According to Dr. Vyas, previous studies have offered conflicting results about whether HPV affects pregnancy outcomes. In 2006, for example, her group performed a pilot study (Fertil Steril. Jun 16. doi: 10.1016/j.fertnstert.2006.01.051) that linked lower pregnancy rates to HPV-positive tests on the day of egg retrieval.

“We sought to reevaluate this finding in a retrospective manner,” Dr. Vyas said. “You’re taking eggs out of their home, injecting with sperm, and putting them back. There’s so much that we don’t know, and we want to make sure there’s no extra risk.”

Also, she added, “prior studies had a relatively low sample size. We sought to use our patient volume to address this question on a larger scale. Our current study benefits from a large sample size and using the clinically meaningful endpoint of live birth as our primary outcome.”

For the new study, researchers retrospectively analyzed 1,333 patients (of 2,209 screened) who received first fresh embryo transfers from 2017 to 2019. All had cytology or HPV status documented per cervical cancer screening guidelines within 6 months before embryos were transferred.

The researchers looked at only fresh embryo transfers “so we could account for pregnancy outcomes closest to the documented HPV status at the time of egg retrieval,” Dr. Vyas said.

Ten percent (133) of patients were HPV positive. Of those, 60.1% became pregnant, and 43.6% of them had live births. Of the HPV-negative women (90% of subjects, n = 1,200), 52.2% became pregnant and 33.5% had live births. The researchers didn’t calculate P values, but Dr. Vyas said an analysis determined that the differences between HPV-positive and HPV-negative women were statistically significant.

The study size doesn’t allow researchers to determine whether HPV actually has a protective effect on pregnancy/live birth rates in IVF, Dr. Vyas said. Even if it did, the virus is dangerous.

What else could explain the discrepancy? “Some elements driving this could the smaller sample size of the HPV-positive group, differences in HPV prevalence between the general population and our population,” she said, “or other confounding factors we were not able to appreciate due to the limitations of the retrospective study.”

Researchers also reported that they found “no significant difference in biochemical or spontaneous abortion rates” between HPV-positive and HPV-negative women.

What is the message of the study? “Women with HPV can rest assured that they won’t have worse outcomes than their non-HPV [infected] counterparts after a fresh embryo transfer cycle,” Dr. Vyas said.

In an interview, McGill University, Montreal, epidemiologist Helen Trottier, PhD, MSc, noted that she recently coauthored a study that linked persistent HPV infection in pregnancy to premature births. The findings appear convincing, she said: “I think we can say that HPV is associated with preterm birth.”

She praised the new study but noted “the relative risks that are reported need to be adjusted for race and possibly other factors.”
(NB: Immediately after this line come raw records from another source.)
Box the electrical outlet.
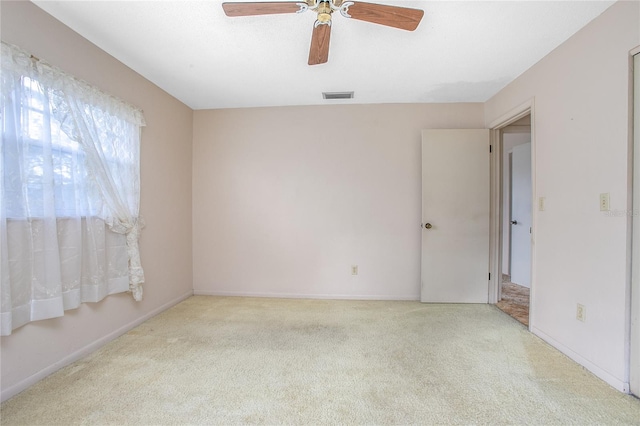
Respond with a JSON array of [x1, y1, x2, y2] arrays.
[[600, 192, 609, 212], [576, 303, 587, 322]]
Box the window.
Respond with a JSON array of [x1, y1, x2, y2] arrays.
[[0, 43, 144, 335]]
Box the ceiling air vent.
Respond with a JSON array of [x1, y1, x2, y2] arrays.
[[322, 92, 353, 99]]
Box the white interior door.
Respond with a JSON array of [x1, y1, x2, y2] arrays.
[[511, 143, 531, 287], [421, 129, 490, 303]]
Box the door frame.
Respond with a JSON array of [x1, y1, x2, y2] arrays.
[[625, 46, 640, 396], [489, 98, 538, 330]]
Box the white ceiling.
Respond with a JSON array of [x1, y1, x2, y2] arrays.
[[34, 0, 614, 109]]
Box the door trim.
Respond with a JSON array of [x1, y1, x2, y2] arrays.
[[489, 98, 538, 330], [625, 46, 640, 396]]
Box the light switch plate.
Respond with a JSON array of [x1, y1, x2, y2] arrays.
[[538, 197, 545, 212], [600, 192, 609, 212]]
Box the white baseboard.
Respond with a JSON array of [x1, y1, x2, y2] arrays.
[[531, 327, 629, 393], [1, 290, 193, 402], [193, 290, 420, 301]]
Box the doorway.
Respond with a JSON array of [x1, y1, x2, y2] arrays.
[[629, 48, 640, 396], [496, 114, 533, 327]]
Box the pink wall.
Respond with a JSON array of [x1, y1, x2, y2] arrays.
[[0, 1, 193, 399], [485, 1, 640, 389], [193, 104, 483, 300]]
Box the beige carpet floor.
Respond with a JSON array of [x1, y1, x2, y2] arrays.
[[0, 296, 640, 425]]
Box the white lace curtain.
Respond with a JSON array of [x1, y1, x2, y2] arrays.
[[0, 42, 144, 335]]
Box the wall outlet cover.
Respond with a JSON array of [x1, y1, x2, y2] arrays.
[[576, 303, 587, 322]]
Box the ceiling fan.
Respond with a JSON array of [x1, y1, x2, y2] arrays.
[[222, 0, 424, 65]]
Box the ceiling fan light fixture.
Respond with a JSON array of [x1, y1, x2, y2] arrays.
[[322, 92, 353, 99]]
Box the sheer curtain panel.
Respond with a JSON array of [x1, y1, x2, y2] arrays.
[[0, 42, 144, 335]]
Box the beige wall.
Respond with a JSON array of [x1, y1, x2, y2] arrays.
[[485, 2, 640, 389], [193, 104, 483, 300], [0, 1, 193, 399]]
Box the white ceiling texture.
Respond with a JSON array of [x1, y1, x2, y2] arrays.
[[34, 0, 614, 109]]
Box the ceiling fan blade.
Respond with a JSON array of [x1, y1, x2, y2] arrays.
[[347, 1, 424, 31], [222, 1, 301, 16], [309, 25, 331, 65]]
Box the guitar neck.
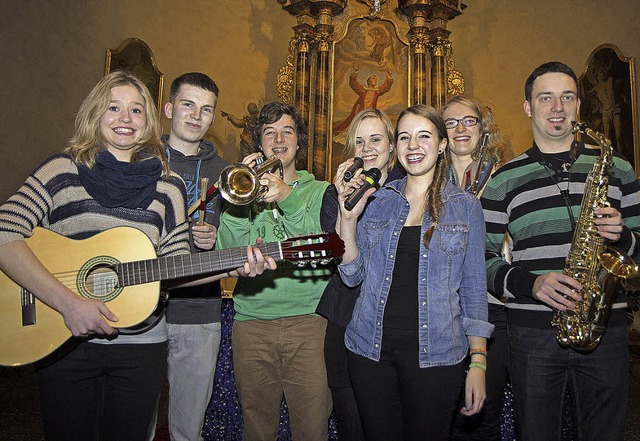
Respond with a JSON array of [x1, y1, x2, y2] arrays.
[[116, 242, 283, 286]]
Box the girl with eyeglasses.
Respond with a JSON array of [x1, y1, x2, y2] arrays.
[[442, 96, 509, 197], [442, 96, 509, 441]]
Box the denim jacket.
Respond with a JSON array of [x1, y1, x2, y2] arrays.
[[338, 178, 493, 367]]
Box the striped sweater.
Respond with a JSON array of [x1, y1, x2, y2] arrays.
[[481, 143, 640, 328], [0, 154, 189, 343]]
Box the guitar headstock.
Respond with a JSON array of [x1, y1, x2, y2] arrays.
[[280, 233, 344, 266]]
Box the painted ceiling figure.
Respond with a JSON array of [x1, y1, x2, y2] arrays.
[[333, 63, 393, 135], [220, 102, 260, 158], [368, 26, 391, 64]]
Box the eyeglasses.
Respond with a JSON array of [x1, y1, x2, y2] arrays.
[[444, 116, 480, 129]]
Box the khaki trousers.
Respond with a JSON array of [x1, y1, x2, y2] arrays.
[[231, 315, 332, 441]]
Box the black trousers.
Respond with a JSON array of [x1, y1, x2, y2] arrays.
[[324, 320, 364, 441], [348, 329, 466, 441], [36, 342, 167, 441]]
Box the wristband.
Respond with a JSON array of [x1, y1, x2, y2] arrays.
[[469, 349, 487, 358], [467, 361, 487, 372]]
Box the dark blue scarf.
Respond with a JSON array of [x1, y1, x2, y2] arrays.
[[78, 150, 162, 210]]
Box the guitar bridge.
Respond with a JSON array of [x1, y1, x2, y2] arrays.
[[20, 288, 36, 326]]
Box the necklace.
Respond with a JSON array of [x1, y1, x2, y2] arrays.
[[538, 142, 577, 230]]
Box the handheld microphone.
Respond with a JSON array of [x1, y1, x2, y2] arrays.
[[343, 156, 364, 182], [344, 167, 382, 211]]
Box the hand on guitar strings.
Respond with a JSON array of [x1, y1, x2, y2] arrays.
[[230, 237, 278, 277]]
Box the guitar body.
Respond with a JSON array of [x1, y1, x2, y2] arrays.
[[0, 227, 160, 366]]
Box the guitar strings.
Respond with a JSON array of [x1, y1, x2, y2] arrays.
[[40, 235, 323, 293]]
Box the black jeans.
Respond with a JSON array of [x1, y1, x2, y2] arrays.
[[508, 324, 629, 441], [36, 342, 167, 441], [324, 320, 364, 441], [348, 329, 466, 441]]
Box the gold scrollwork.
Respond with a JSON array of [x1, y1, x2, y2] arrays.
[[445, 42, 464, 96], [276, 37, 296, 105], [409, 29, 429, 54]]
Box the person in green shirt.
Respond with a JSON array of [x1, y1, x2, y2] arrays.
[[216, 102, 332, 440]]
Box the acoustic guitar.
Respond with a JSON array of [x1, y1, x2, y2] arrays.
[[0, 227, 344, 366]]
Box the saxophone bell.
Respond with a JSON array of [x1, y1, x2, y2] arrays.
[[551, 121, 640, 353]]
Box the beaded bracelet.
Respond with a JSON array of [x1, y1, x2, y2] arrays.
[[467, 361, 487, 372]]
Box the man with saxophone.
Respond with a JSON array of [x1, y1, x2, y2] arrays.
[[481, 62, 640, 441]]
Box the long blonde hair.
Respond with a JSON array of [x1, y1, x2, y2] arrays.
[[64, 70, 169, 177], [396, 104, 450, 248], [343, 109, 396, 173]]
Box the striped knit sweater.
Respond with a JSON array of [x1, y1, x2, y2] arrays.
[[0, 154, 189, 343], [481, 143, 640, 328]]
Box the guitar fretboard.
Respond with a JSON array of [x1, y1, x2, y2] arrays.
[[114, 242, 283, 286]]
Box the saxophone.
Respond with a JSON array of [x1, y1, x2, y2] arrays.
[[551, 121, 639, 352]]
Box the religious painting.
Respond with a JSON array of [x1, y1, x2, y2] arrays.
[[331, 17, 409, 175], [578, 44, 640, 174], [105, 38, 164, 116]]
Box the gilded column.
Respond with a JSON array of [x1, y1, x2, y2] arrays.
[[430, 36, 450, 109], [292, 24, 314, 124], [409, 26, 429, 105], [308, 24, 333, 180]]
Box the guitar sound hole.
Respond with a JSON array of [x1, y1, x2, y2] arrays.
[[85, 268, 118, 299], [77, 256, 123, 302]]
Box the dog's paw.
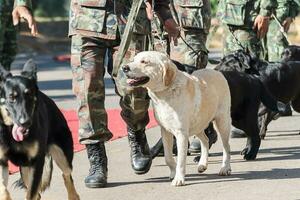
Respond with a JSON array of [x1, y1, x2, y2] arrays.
[[171, 176, 185, 187], [241, 147, 257, 160], [68, 194, 80, 200], [219, 166, 231, 176], [198, 165, 207, 173]]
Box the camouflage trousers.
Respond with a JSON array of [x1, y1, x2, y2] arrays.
[[223, 26, 262, 58], [71, 35, 150, 144], [263, 20, 289, 62], [171, 30, 208, 69], [0, 8, 17, 70]]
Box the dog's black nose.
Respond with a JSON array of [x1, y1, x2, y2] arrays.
[[122, 65, 130, 73]]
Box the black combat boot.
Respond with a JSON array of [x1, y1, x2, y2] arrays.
[[280, 103, 293, 117], [230, 127, 247, 138], [84, 142, 107, 188], [189, 123, 218, 153], [127, 128, 152, 174]]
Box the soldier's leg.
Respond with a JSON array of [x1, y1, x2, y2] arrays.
[[0, 11, 17, 70], [224, 26, 262, 138], [71, 35, 112, 188], [266, 20, 292, 116], [116, 34, 152, 174], [171, 29, 208, 69], [224, 26, 262, 57], [171, 29, 217, 153]]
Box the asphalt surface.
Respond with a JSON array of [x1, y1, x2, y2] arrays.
[[8, 52, 300, 200]]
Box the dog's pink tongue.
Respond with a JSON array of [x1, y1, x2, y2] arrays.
[[12, 124, 24, 142]]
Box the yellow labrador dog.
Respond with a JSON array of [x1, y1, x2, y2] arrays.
[[122, 51, 231, 186]]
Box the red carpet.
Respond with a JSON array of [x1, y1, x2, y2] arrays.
[[9, 109, 157, 173]]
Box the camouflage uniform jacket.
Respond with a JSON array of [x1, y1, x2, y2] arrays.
[[69, 0, 172, 40], [173, 0, 211, 33], [0, 0, 31, 12], [217, 0, 276, 28], [274, 0, 299, 22]]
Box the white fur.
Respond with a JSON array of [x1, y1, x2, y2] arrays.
[[127, 51, 231, 186]]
Dr. Vyas said that kind of adjustment will occur in a future study that’s in progress. “We are now prospectively enrolling patients and collecting cytology data to understand whether there might be a difference for women with higher malignancy potential/different types of HPV genotypes.”

The study authors have no disclosures. Disclosure information for Dr. Trottier was unavailable.